Car le fabricant de tissus Zamaria a bien l'intention, lui aussi, de s'en donner à cœur-joie ! Il
annonce le programme de la soirée à ses jeunes ouvriers : souper et danses. Il les y convie. Pour
sa fille, Domenica, il énumère les invités : son ami tisserand Lazaro avec sa femme Alba, le
marchand de soie Bastian et son épouse Marta, sa filleule Elenetta et son mari Agustin, le
dessinateur Anzoletto, la fileuse d'or Polonia et le calandreur (1) Momolo. Justement, voici
qu'arrivent les invités : Elenetta et Agustin qui se chamaillent pour un rien, Marta et Bastian qui
ont l'air d'aimer vivre et se moquer, Momolo qui est manifestement en bisbille avec Polonia,
Lazaro et Alba, Polonia qui apprend à Domenica qu'Anzoletto vient de recevoir une proposition
pour aller travailler en Moscovie, Anzoletto qui confirme son prochain départ. On comprend que
Domenica aime Anzoletto... Va-t-elle le laisser partir pour la Moscovie en compagnie d'une
vieille brodeuse française nommée Madame Gatteau ? Anzoletto va-t-il préférer sa carrière à
l'amour de Domenica ?
ACTE II. La partie de meneghella
Zamaria apprend que son dessinateur attitré,
Anzoletto, le quitte pour la Moscovie. Avant le
souper, il propose une partie de cartes à ses
invités. À l'instigation de Marta, ce sera une
partie de meneghella (2), un jeu qui se joue par
équipe de deux. Les couples de joueurs se
forment. Tout le monde joue, sauf Zamaria.
Pendant la partie, on échange divers propos...
En fait, c'est surtout d'amour qu'il est question.
Anzoletto propose à Domenica de l'épouser et
de l'emmener avec lui en Moscovie. Mais
Zamaria, le père, y consentira-t-il ? Survient la
vieille brodeuse, Madame Gatteau, qui avoue à
Domenica qu'elle est amoureuse d'Anzoletto...
ACTE III. Le souper
Alba ne va décidément pas bien ; cette fois, c'est le parfum de la Gatteau qui l'incommode !
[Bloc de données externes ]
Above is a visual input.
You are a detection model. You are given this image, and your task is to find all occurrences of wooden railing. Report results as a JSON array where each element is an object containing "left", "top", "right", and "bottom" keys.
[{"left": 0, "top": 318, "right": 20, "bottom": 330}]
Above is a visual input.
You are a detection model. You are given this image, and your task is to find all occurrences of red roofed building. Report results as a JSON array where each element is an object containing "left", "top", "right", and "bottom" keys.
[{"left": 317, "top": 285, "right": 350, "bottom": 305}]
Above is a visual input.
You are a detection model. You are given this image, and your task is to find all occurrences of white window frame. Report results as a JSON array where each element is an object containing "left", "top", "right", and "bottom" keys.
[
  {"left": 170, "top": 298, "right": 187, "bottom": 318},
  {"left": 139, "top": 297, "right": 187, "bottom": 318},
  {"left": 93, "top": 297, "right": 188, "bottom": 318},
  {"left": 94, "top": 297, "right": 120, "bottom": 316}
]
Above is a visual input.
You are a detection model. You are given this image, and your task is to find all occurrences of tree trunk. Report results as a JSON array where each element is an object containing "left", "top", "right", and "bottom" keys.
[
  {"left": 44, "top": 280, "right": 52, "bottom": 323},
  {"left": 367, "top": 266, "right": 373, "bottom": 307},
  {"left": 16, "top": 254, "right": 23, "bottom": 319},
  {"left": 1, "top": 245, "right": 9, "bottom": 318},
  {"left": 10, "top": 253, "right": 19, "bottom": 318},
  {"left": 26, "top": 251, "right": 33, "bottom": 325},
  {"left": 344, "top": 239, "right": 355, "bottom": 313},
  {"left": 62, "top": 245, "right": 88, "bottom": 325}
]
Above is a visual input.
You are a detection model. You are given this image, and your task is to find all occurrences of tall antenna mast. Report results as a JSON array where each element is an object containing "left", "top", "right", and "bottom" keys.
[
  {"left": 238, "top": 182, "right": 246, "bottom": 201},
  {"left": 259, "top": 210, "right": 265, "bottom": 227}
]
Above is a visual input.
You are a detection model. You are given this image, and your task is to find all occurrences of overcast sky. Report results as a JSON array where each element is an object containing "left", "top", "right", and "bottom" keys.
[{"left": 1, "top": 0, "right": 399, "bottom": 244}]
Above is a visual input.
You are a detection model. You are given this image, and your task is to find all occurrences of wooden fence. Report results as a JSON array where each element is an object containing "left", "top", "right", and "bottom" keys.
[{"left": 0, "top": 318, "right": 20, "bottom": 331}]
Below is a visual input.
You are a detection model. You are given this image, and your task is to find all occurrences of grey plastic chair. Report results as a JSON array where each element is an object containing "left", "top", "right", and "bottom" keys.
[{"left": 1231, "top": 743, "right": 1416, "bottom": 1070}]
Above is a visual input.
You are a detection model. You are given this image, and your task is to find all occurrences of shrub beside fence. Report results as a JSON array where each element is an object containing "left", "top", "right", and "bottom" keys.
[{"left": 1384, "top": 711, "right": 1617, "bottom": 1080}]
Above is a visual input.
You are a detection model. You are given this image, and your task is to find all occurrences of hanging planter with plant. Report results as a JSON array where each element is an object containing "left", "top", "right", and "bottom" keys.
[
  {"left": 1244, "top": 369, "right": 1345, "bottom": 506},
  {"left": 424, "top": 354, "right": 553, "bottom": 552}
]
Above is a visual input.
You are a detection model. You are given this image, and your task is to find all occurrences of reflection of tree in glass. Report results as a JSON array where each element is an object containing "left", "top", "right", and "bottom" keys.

Polonia est toujours irritée par Momolo. Et voici qu'Anzoletto annonce une bien mauvaise
nouvelle : Zamaria ne veut rien savoir, sa fille ne partira pas en Moscovie, elle ne se mariera
point. Madame Gatteau avoue son amour à Anzoletto qui la rabroue. Elle se rabat sur Zamaria :
il est veuf ; il est "frais, robuste, adorable". Momolo se moque d'elle mais se lamente de n'être
pas marié. Dans la salle à manger, une table a été dressée, Zamaria place ses invités : il
sépare délibérément Domenica d'Anzoletto, Polonia de Momolo. Dénouement heureux :
l'astucieuse Marta suggère à Zamaria d'accompagner Domenica et Anzoletto en Moscovie...
Momolo, lui, se propose pour gérer les affaires de Zamaria pendant son absence... Polonia
prend le bras de Momolo : oui, elle l'épousera... Zamaria demande à Madame Gatteau d'être sa
femme... Domenica sera celle d'Anzoletto... Trois mariages d'un coup ! Que le bal commence !
(1) La calandre était une machine, formée de cylindres et de rouleaux, qui servait à lustrer ou moirer les étoffes.
(2) La meneghella se jouait avec cinquante-deux cartes. Selon Goldoni, une partie pouvait réunir jusqu'à seize
joueurs (par équipes de deux).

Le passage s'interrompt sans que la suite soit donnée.